Moren had travel plans in March. Her team had just finished the best season in Hoosier women’s basketball history, and was a regional No. 5 seed in the NCAA tournament, widely expected to make at least the Sweet 16. Moren was returning from a recruiting trip when the call came on March 12. The tournament was off. The season was done.

“Our kids had had a few days off,” she recalls. “Our coaches and I landed in Indianapolis, and we had been following the situation on Twitter. They’d canceled the Big 10 men’s tournament; Duke and Kansas had both pulled out of the NCAA tournament. It just seemed as though one shoe after another was dropping.
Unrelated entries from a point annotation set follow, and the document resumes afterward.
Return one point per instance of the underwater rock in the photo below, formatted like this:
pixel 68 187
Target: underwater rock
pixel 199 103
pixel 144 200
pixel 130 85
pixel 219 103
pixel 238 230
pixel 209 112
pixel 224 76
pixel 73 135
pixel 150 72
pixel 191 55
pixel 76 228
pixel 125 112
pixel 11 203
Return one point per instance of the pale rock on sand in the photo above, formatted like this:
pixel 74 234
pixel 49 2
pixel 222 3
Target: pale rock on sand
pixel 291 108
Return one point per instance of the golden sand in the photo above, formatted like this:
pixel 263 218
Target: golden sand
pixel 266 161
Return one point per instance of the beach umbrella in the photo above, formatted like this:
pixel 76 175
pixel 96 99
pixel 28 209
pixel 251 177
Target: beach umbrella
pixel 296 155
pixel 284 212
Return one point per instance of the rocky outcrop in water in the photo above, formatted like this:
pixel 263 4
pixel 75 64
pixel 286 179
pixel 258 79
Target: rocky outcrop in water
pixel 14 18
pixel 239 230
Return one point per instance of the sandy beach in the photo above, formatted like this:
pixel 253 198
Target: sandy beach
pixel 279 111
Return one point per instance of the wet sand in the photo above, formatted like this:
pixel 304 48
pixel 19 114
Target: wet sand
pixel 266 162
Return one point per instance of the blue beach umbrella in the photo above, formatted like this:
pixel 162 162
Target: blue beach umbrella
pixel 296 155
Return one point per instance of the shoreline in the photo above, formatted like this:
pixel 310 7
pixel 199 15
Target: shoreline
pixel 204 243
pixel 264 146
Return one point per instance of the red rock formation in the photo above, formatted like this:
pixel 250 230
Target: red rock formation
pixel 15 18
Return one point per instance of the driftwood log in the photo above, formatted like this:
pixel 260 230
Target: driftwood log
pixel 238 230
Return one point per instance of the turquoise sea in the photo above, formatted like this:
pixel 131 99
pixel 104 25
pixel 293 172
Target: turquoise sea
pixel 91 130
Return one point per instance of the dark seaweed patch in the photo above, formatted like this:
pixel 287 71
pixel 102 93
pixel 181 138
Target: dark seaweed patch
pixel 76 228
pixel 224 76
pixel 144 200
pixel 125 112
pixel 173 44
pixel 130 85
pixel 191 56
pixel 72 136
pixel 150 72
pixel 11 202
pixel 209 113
We were driving back from the airport when we found out the tournament was canceled.”

For Moren, who had both played and coached in the NCAA’s Big Dance, it didn’t seem real. When she arrived at Cook Hall, her players had already heard the news. “They were devastated, of course,” she says. “You try to come up with the right words. I probably fell short.”

IU was heading into spring break, and the priority for Moren’s staff was to get the players home to their families. “Our biggest concern was for [sophomore forward] Aleksa Gulbe, whose home is in Latvia,” she notes. “We worried about how quickly we could get her a plane ticket and get her home. She got out very late that Friday night.”

The situation felt unreal through that weekend. “Monday and Tuesday come, and you’re not watching film, you’re not preparing for practice, and you don’t know what to do with yourself,” Moren says. “It took a couple of weeks, but as I say to the kids, you control what you can control.”

Under NCAA rules, April is a no-contact month in the 2021 recruiting cycle. Moren has been reading and reviewing game films, including IU’s early-season upset of South Carolina. She’d been sheltering at home in the Renwick section of Bloomington when the April 8 thunderstorms knocked out the power for her and 300 other residents. “I got in my car and went to a friend’s condo in Indianapolis, where they had running water and electricity,” she says.

She’s been taking advantage of Kroger’s grocery delivery service, but she ventures out occasionally (masked for safety). “I had to get ice at a gas station when the power went out,” she says.

For now, Moren is content to know everyone in the Hoosier basketball family—players, coaches, administrators—is healthy. She and her staff have had regular Zoom calls with the players as they finish out their semester academically. “It’s important for me to stay connected to everyone,” she says. “I just keep reminding them how much history they made this year and how proud we all are.”